Avec le Cloud, les frontières extérieures de l’entreprise ont évolué et sont plus difficiles à définir, ce qui génère de nouveaux risques. Les pirates informatiques peuvent par exemple accéder à des informations publiques d’infrastructures, et il n’est pas rare que des données soient publiées involontairement, via les API (Application Programming Interface) notamment. Les architectures Cloud nécessitent donc une gestion de la sécurité personnalisée, pour mettre en place une protection périmétrique propre à chaque application.

  • La gouvernance de la technologie Cloud

Il est courant que les ressources soient partagées dans le Cloud entre différents clients : nous parlons ici de mutualisation ou de fédération d’outils.
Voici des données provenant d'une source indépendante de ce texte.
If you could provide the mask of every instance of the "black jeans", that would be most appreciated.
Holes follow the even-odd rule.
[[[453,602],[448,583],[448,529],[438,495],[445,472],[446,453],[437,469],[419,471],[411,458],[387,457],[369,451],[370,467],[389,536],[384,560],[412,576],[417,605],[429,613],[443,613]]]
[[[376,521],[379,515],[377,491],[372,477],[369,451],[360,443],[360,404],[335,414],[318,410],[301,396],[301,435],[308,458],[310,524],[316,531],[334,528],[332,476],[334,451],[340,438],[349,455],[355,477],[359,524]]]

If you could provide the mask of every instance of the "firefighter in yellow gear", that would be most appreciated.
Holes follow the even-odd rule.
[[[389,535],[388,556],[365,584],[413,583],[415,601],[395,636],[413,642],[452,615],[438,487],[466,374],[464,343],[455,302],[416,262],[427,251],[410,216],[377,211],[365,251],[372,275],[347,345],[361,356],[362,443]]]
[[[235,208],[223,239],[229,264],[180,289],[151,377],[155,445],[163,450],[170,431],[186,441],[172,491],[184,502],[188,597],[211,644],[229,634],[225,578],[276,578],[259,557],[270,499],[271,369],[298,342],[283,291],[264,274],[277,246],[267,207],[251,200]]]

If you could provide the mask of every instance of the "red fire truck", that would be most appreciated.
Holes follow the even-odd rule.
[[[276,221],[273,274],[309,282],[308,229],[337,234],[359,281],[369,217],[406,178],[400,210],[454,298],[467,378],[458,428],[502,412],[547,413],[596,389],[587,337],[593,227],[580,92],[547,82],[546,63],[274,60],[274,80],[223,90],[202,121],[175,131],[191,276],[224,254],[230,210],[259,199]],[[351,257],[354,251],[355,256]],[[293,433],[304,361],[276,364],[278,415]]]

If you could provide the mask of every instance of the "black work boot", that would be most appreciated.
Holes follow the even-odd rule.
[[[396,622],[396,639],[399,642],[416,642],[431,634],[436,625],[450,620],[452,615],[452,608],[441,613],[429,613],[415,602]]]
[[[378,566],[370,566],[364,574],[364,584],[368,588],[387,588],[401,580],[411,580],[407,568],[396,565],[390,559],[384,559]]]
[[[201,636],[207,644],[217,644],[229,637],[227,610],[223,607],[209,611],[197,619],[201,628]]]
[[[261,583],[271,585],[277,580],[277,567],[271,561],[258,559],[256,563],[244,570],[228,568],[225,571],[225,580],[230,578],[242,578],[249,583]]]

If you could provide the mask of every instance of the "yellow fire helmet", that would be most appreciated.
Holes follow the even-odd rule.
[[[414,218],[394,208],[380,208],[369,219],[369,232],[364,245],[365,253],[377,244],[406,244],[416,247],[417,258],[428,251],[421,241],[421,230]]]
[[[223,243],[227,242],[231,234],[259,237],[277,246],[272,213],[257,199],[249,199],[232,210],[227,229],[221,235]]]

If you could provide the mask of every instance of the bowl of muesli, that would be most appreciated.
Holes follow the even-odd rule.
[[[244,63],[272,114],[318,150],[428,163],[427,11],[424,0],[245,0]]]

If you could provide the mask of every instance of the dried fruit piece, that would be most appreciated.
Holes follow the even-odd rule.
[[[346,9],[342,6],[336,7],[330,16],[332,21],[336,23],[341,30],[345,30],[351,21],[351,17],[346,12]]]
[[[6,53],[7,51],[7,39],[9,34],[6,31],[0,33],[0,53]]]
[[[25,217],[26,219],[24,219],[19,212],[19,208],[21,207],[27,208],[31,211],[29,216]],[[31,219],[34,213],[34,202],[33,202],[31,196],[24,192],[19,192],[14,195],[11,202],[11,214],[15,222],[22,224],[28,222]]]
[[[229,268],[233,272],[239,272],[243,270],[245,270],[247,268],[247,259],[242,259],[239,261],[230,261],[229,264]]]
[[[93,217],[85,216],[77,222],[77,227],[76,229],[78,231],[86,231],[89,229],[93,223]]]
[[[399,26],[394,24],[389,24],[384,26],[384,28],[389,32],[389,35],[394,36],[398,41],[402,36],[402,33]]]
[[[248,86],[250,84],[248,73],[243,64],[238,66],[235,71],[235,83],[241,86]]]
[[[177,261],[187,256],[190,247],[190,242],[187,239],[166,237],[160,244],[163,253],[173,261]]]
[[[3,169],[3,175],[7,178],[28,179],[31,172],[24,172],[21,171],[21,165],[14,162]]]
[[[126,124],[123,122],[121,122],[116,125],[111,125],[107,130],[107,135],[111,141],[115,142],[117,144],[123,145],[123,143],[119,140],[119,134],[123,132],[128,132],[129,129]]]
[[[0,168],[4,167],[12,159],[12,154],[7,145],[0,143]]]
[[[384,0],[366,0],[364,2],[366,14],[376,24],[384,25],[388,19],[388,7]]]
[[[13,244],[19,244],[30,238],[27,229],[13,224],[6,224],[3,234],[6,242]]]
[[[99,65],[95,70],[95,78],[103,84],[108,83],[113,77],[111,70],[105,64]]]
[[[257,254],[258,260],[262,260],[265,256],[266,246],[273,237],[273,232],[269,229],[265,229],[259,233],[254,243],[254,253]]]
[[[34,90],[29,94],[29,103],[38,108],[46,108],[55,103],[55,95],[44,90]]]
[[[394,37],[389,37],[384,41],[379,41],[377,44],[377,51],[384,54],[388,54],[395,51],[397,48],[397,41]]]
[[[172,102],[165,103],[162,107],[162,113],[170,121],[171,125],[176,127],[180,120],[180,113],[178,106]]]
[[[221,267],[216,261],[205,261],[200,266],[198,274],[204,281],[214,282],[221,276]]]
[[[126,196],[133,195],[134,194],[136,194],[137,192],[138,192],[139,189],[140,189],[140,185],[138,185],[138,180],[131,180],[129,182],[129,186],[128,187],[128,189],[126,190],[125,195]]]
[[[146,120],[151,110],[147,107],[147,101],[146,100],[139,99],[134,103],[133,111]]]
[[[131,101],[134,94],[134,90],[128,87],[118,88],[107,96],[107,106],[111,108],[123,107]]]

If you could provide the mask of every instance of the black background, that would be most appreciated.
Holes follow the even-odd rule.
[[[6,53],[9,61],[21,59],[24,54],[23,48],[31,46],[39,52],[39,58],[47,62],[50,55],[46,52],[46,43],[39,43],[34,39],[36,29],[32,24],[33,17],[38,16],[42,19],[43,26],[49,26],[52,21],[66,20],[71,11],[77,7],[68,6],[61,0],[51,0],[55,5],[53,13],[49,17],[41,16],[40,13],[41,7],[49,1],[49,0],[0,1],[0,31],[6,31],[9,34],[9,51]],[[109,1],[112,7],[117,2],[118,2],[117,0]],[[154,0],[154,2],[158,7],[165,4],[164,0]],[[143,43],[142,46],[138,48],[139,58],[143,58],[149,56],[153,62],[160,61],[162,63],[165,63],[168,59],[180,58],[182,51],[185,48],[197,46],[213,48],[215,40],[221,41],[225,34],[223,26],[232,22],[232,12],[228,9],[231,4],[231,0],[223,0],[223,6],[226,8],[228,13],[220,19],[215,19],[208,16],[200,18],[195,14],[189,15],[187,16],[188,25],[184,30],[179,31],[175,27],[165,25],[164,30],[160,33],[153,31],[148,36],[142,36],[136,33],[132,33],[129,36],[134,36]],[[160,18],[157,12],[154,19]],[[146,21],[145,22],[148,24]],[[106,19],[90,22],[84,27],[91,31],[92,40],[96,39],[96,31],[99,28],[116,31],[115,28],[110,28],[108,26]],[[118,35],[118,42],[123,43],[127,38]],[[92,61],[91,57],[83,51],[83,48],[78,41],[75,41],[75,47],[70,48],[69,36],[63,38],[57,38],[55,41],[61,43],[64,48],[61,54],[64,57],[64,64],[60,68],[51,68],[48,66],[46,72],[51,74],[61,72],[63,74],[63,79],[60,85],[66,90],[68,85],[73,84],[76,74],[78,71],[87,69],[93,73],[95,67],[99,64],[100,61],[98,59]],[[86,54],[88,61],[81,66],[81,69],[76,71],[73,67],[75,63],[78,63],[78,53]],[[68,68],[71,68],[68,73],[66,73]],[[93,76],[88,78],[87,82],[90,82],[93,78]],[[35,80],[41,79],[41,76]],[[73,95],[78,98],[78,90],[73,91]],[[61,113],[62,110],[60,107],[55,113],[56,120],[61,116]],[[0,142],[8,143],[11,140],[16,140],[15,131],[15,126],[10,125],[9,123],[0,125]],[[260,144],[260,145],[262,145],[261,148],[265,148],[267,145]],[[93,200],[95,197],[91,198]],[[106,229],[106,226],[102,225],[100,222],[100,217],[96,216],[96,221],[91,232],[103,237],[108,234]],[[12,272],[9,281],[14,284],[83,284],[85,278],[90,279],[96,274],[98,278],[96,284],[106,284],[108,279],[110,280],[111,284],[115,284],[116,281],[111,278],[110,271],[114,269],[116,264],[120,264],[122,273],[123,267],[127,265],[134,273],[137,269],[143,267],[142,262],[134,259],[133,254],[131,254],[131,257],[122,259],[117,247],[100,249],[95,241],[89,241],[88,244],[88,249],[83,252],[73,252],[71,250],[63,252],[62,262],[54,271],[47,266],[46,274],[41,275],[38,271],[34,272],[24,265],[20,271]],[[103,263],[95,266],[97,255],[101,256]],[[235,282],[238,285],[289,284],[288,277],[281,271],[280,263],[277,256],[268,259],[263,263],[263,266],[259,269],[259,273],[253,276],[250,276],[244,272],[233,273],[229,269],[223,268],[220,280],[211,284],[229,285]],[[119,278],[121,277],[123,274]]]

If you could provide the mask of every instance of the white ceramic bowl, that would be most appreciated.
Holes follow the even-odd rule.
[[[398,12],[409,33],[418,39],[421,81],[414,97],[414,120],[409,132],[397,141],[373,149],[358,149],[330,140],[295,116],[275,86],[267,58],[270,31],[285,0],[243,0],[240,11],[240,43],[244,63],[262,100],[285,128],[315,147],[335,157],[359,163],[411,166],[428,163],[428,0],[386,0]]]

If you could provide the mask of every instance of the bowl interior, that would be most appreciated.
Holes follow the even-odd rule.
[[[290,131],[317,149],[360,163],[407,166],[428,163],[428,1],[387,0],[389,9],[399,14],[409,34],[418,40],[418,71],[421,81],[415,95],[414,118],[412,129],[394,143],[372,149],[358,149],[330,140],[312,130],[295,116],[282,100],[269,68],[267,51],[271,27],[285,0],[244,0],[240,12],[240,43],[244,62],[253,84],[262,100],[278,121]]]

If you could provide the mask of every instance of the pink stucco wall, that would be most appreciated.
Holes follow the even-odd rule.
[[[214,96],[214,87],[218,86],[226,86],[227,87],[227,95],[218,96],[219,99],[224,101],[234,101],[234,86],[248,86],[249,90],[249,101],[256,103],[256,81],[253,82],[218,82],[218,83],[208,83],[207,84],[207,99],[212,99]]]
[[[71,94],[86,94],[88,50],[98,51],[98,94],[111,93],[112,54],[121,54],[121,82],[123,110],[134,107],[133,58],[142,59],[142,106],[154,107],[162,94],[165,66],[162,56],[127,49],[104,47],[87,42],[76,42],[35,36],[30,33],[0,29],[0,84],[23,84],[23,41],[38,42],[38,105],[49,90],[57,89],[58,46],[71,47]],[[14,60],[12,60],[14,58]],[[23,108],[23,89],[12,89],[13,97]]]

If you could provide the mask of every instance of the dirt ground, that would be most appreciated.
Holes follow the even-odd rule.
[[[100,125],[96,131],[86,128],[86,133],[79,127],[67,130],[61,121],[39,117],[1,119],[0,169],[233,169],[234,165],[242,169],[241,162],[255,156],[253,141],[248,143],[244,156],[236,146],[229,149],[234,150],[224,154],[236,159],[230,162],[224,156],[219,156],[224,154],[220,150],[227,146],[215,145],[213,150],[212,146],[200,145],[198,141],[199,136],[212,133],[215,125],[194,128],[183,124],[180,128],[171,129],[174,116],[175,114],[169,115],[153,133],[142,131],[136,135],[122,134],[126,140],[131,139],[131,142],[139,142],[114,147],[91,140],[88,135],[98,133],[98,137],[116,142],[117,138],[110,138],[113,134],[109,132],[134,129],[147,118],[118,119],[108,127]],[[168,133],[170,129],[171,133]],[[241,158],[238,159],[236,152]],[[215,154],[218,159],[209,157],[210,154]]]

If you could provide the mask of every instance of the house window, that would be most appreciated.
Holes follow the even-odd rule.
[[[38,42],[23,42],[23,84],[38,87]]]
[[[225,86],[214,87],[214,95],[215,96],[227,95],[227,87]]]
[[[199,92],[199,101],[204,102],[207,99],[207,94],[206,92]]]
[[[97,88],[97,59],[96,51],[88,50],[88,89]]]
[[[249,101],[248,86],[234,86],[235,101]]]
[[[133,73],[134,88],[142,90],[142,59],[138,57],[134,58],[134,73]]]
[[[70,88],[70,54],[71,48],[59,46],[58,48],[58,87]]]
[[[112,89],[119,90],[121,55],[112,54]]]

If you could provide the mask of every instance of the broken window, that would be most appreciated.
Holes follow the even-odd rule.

Cela permet, entre autres, d’offrir aux utilisateurs une grande évolutivité et de meilleures performances. Mais le manque de transparence peut rendre difficile l’application des politiques de conformité internes de l’entreprise. Il n’est ainsi pas toujours aisé d’appliquer des réglementations locales et/ou européennes, de gérer les différentes catégories de protection des données ou les directives relatives aux mots de passe. Or, les services Cloud doivent s’adapter aux méthodologies agiles de leurs clients, et la sécurité se doit d’être alignée avec ces prérogatives.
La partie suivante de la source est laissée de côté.